I'm back to Claude Code.


I'm seeing it trying to catch blind exceptions in Python all the time. I see it in my colleagues code all the time, it's driving me nuts.


The training loop asked the model to one-shot working code for the given problems without being able to iterate. If you had to write code that had to work on the first try, and where a partially correct answer was better than complete failure, I bet your code would look like that too.

In any case, it knows what good code looks like. You can say "take this code and remove spurious comments and prefer narrow exception handling over catch-all", and it'll do just fine (in a way it wouldn't do just fine if your prompt told it to write it that way the first time, writing new code and editing existing code are different tasks).


It's only an example, there's pretty of irrelevant stuff that LLMs default to which is pretty bad Python. I'm not saying it's always bad but there's a ton of not so nice code or subtly wrong code generated (for example file and path manipulation).


There are a bunch of stupid behaviors of LLM coding that will be fixed by more awareness pretty soon. Imagine putting the docs and code for all of your libraries into the context window so it can understand what exceptions might be thrown!


Copilot and the likes have been around for 4 years, and we’ve been hearing this all along. I’m bullish on LLM assistants (not vibe coding) but I’d love to see some of these things actually start to happen.

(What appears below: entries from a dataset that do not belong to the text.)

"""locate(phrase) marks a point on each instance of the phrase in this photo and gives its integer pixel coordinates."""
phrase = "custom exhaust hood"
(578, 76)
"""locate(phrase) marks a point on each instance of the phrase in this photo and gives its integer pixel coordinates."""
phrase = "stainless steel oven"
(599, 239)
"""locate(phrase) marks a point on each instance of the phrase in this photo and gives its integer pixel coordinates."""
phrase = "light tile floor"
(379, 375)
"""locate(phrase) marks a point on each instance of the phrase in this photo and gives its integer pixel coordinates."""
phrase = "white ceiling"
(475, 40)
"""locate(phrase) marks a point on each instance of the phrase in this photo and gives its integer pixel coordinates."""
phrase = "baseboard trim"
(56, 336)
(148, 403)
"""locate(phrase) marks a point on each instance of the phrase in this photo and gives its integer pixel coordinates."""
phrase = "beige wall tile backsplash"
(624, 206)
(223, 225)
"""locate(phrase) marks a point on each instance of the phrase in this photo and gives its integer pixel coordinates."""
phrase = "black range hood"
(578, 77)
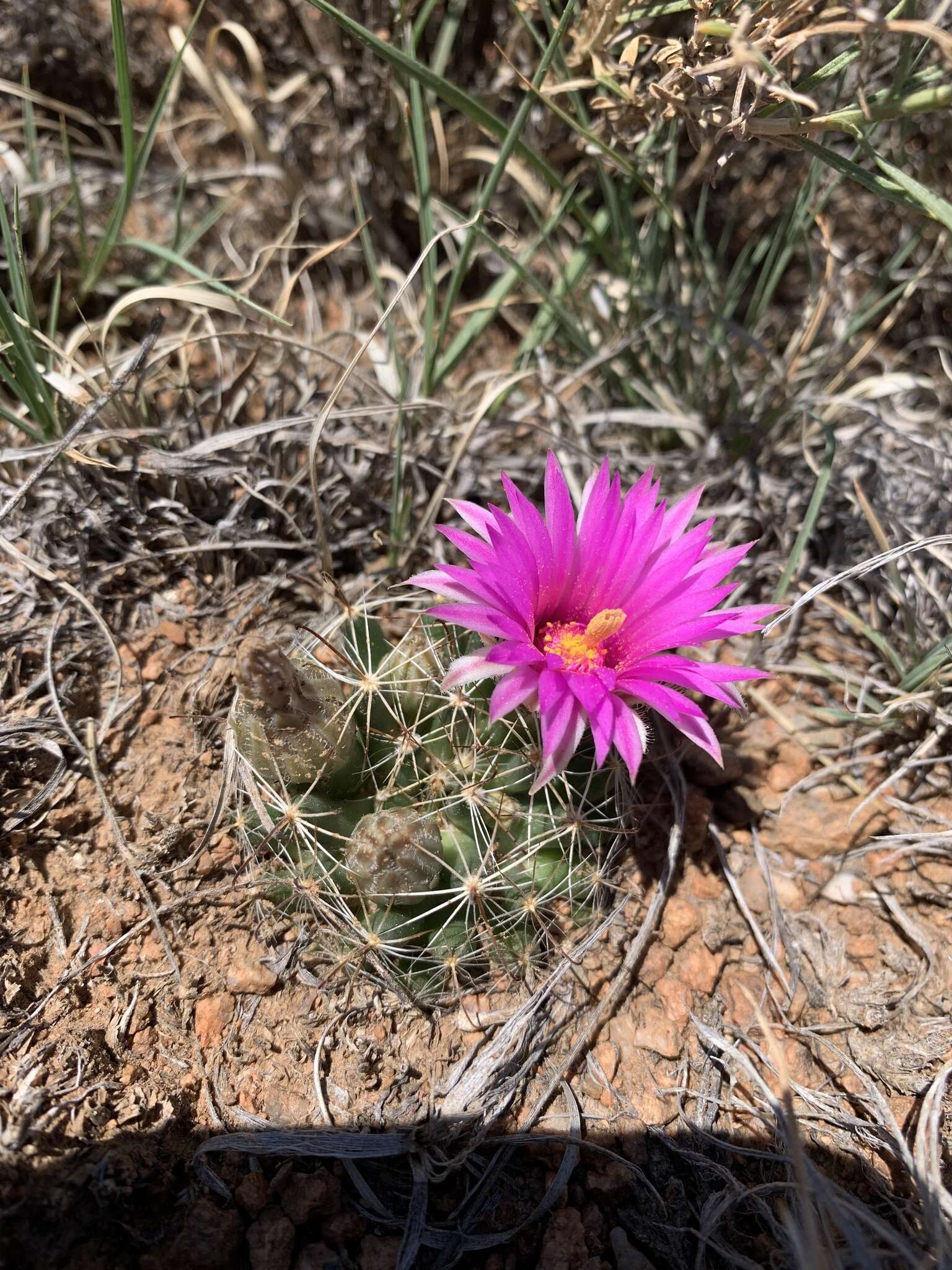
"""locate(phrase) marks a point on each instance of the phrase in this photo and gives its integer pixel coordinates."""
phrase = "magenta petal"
(470, 545)
(563, 726)
(512, 691)
(683, 714)
(630, 735)
(630, 553)
(514, 653)
(475, 516)
(678, 517)
(597, 704)
(560, 525)
(471, 670)
(480, 619)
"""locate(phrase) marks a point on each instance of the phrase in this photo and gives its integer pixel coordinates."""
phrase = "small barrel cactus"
(399, 819)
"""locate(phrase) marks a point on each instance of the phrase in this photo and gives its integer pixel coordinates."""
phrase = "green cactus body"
(403, 818)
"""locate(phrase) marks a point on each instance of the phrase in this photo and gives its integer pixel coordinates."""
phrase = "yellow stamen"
(606, 624)
(582, 647)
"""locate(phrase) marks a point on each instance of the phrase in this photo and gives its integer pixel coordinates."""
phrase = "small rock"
(154, 667)
(306, 1196)
(68, 818)
(679, 922)
(790, 894)
(213, 1016)
(792, 765)
(844, 888)
(637, 1077)
(697, 967)
(676, 1000)
(318, 1256)
(174, 631)
(753, 887)
(271, 1241)
(741, 991)
(607, 1057)
(245, 972)
(626, 1255)
(209, 1238)
(252, 1193)
(345, 1227)
(286, 1106)
(654, 1030)
(564, 1242)
(658, 962)
(815, 824)
(380, 1251)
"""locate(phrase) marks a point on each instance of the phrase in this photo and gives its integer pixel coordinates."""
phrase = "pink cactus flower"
(580, 614)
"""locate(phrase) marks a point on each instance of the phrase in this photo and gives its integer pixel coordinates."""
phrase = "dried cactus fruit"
(410, 833)
(395, 855)
(291, 721)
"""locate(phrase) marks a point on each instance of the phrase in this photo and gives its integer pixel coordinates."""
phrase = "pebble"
(814, 825)
(306, 1196)
(252, 1193)
(271, 1241)
(209, 1238)
(697, 966)
(174, 631)
(677, 1000)
(250, 975)
(753, 887)
(380, 1251)
(154, 668)
(626, 1255)
(655, 964)
(654, 1030)
(213, 1016)
(345, 1227)
(564, 1242)
(679, 922)
(318, 1256)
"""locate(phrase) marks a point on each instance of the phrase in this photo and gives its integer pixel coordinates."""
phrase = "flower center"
(582, 648)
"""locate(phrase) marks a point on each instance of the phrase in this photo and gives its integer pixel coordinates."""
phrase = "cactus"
(399, 818)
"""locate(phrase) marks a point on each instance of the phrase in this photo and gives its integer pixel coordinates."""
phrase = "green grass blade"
(52, 319)
(76, 197)
(165, 253)
(496, 295)
(443, 89)
(813, 512)
(123, 94)
(134, 161)
(888, 190)
(491, 184)
(924, 198)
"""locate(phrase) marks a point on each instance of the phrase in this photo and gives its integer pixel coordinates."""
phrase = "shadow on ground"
(660, 1199)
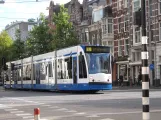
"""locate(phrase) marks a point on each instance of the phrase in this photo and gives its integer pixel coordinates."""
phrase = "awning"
(135, 63)
(122, 62)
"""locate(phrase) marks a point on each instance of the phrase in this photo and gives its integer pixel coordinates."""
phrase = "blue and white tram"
(78, 68)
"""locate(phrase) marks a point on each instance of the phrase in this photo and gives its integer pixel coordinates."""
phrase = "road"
(108, 105)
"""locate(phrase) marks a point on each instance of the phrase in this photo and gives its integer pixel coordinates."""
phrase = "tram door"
(37, 75)
(74, 70)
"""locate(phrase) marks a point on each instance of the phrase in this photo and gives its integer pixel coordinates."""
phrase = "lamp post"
(2, 2)
(145, 68)
(87, 35)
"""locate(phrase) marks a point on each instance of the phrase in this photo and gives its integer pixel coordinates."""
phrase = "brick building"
(127, 39)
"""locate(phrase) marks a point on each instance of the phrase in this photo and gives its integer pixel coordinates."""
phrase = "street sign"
(151, 66)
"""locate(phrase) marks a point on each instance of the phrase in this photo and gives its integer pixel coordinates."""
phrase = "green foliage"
(39, 40)
(18, 47)
(31, 20)
(5, 45)
(64, 35)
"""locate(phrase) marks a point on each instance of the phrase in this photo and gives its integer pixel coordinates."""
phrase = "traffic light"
(4, 66)
(3, 61)
(137, 17)
(12, 66)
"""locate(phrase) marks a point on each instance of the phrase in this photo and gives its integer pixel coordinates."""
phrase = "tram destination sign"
(97, 49)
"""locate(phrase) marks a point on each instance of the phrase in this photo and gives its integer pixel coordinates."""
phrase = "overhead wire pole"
(145, 69)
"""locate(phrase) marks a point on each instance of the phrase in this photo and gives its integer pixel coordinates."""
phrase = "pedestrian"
(121, 79)
(139, 78)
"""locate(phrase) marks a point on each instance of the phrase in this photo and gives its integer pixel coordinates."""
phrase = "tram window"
(82, 67)
(69, 67)
(42, 71)
(50, 69)
(34, 71)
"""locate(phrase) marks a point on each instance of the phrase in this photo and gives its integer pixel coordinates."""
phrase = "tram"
(76, 68)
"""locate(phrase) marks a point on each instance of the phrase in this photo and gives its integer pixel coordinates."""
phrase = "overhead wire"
(36, 1)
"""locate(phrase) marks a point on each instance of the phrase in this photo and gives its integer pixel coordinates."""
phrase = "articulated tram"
(77, 68)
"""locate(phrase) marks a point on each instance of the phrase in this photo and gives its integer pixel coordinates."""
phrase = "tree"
(31, 20)
(5, 45)
(18, 47)
(64, 35)
(39, 40)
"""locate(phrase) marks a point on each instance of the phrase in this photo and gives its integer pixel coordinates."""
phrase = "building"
(125, 48)
(154, 34)
(24, 28)
(74, 9)
(127, 39)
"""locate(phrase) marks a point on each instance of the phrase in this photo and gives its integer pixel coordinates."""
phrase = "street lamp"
(87, 35)
(2, 2)
(145, 69)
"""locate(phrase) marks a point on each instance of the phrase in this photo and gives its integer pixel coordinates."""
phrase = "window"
(159, 58)
(159, 7)
(119, 24)
(97, 15)
(120, 48)
(136, 5)
(68, 68)
(110, 26)
(82, 67)
(152, 54)
(30, 27)
(126, 46)
(133, 57)
(138, 56)
(159, 31)
(150, 7)
(137, 35)
(104, 26)
(125, 3)
(126, 22)
(119, 4)
(50, 69)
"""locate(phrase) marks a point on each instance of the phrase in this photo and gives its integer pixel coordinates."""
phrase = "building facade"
(24, 28)
(123, 36)
(127, 39)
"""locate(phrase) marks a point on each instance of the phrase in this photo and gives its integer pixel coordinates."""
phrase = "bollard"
(36, 114)
(145, 68)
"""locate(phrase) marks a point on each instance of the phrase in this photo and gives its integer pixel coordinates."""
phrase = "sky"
(22, 10)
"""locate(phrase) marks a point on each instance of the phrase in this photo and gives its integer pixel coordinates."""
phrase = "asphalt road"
(108, 105)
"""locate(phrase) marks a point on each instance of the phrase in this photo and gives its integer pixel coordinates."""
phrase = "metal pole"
(145, 69)
(56, 69)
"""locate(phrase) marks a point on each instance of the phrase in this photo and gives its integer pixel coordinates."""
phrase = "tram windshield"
(98, 63)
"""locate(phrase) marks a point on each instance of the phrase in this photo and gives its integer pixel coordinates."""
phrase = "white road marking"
(62, 109)
(10, 109)
(23, 114)
(107, 119)
(81, 113)
(71, 111)
(121, 113)
(46, 105)
(28, 117)
(54, 107)
(17, 112)
(93, 116)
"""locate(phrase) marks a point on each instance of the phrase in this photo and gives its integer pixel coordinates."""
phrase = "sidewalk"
(133, 87)
(1, 88)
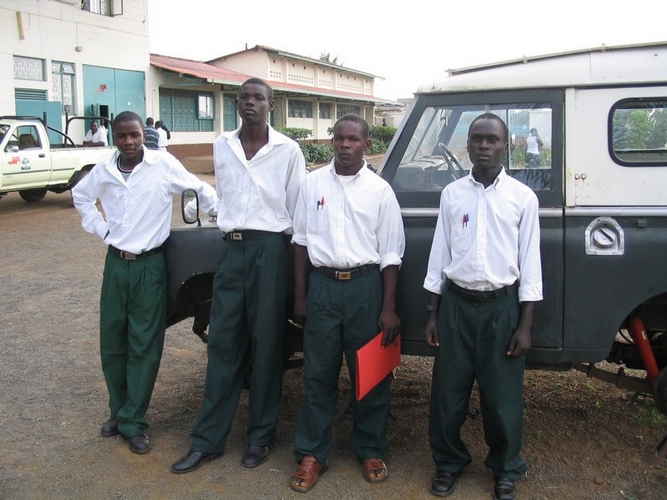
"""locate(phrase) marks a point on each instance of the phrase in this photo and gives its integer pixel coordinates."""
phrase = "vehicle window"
(436, 154)
(28, 138)
(638, 132)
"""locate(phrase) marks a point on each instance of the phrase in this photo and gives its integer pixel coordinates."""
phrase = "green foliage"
(316, 153)
(295, 133)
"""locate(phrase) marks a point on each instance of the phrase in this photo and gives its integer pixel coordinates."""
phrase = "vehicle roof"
(613, 65)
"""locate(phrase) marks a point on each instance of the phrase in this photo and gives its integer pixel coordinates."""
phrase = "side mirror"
(190, 207)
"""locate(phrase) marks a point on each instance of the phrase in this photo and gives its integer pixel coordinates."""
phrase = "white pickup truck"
(31, 165)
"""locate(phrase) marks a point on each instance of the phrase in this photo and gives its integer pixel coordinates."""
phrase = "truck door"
(429, 152)
(616, 215)
(29, 166)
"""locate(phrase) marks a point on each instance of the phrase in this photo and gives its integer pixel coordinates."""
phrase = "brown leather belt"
(247, 234)
(134, 256)
(478, 295)
(346, 274)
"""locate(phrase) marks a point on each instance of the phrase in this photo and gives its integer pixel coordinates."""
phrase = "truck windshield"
(436, 153)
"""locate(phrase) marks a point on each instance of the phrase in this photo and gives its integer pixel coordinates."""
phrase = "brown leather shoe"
(109, 428)
(375, 471)
(306, 475)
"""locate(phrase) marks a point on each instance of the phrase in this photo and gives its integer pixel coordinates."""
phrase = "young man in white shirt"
(96, 136)
(162, 142)
(348, 225)
(135, 187)
(484, 275)
(258, 172)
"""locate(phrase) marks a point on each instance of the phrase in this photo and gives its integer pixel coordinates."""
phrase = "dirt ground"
(583, 439)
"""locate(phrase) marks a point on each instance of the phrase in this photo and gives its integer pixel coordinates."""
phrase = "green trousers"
(474, 337)
(133, 311)
(248, 319)
(341, 316)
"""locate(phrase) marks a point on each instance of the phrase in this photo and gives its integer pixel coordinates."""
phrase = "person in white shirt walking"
(163, 141)
(484, 277)
(258, 172)
(135, 187)
(348, 224)
(96, 136)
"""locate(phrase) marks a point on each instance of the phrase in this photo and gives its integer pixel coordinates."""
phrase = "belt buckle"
(127, 255)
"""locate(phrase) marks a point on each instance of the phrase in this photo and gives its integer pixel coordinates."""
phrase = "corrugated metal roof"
(213, 74)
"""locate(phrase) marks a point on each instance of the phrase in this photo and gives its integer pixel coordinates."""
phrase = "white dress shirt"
(487, 239)
(260, 193)
(349, 222)
(162, 142)
(137, 212)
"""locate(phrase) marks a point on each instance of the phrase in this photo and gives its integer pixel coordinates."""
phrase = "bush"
(316, 153)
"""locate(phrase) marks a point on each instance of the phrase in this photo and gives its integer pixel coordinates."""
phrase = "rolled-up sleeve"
(440, 256)
(300, 217)
(390, 231)
(85, 195)
(530, 262)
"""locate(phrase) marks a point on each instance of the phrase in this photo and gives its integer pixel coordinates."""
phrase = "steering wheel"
(450, 159)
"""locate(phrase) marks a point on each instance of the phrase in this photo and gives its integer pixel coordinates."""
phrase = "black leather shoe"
(138, 444)
(505, 489)
(109, 428)
(443, 483)
(192, 461)
(255, 455)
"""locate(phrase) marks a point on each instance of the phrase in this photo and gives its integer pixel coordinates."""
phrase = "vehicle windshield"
(436, 154)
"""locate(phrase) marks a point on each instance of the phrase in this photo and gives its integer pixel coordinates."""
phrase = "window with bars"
(29, 68)
(325, 110)
(62, 85)
(180, 110)
(300, 109)
(346, 109)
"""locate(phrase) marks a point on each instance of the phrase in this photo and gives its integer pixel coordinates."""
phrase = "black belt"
(133, 256)
(478, 295)
(247, 234)
(346, 274)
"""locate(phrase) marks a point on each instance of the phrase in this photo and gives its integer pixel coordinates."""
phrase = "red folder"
(375, 362)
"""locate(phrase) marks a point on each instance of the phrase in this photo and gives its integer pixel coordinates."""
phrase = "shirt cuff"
(433, 285)
(530, 293)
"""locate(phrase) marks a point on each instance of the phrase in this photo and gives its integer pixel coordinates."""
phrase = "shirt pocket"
(463, 235)
(318, 221)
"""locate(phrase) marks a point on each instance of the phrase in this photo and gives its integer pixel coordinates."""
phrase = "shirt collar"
(275, 137)
(150, 157)
(364, 170)
(497, 182)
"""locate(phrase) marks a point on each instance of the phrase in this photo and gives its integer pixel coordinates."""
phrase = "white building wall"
(60, 30)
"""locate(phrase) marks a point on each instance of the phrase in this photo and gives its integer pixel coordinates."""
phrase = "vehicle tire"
(660, 391)
(33, 195)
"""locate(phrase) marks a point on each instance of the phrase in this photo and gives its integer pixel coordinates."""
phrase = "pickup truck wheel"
(660, 391)
(33, 195)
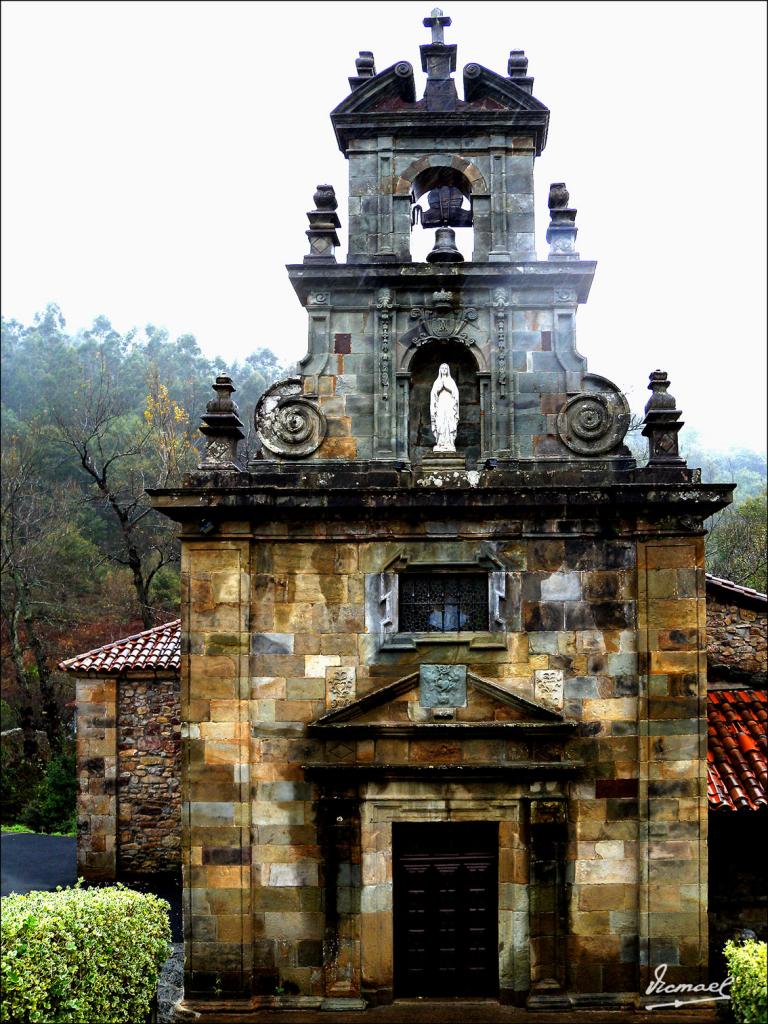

I feel like it has gotten better over time, but I don't have any metrics to confirm this. And it may also depend on what type of you language/libraries that you use.


I feel like there was a huge jump when cursor et al appeared, and things have been “changing” since then rather than improving.


It just feels to me like trying to derive correct behavior without a proper spec so I don't see how it'll get that much better. Maybe we'll collectively remove the pathological code but otherwise I'm not seeing it.


Well, at least now we know who to blame for the training data :)


What’s a blind exception?


It's certainly annoying, but you can try following up with "can you please remove superfluous comments? In particular, if a comment doesn't add anything to the understanding of the code, it doesn't deserve to be there".


I'm having the same issue, and no matter what I prompt (even stuff like "Don't add any comments at all to anything, at any time") it still tries to add these typical junior-dev comments where it's just re-iterating what the code on the next line does.


you can have a script that drops them all


You don't need a follow up

Just end your prompt with "no code comments"


I prefer not to do that as comments are helpful to guide the LLM, and esp. show past decisions so it doesn't redo things, at least in the scope of a feature. For me this tends to be more of a final refactoring step to tidy them up.


I always thought these were there to ground the LLM on the task and produce better code, an artifact of the fact that this will autocomplete better based on past tokens. Similarly always thought this is why ChatGPT always starts every reply with repeating exactly what you asked again


Comments describing the organization and intent, perhaps. Comments just saying what a "require ..." line requires, not so much. (I find it will frequently put notes on the change it is making in comments, contrasting it with the previous state of the code; these aren't helpful at all to anyone doing further work on the result, and I wound up trimming a lot of them off by hand.)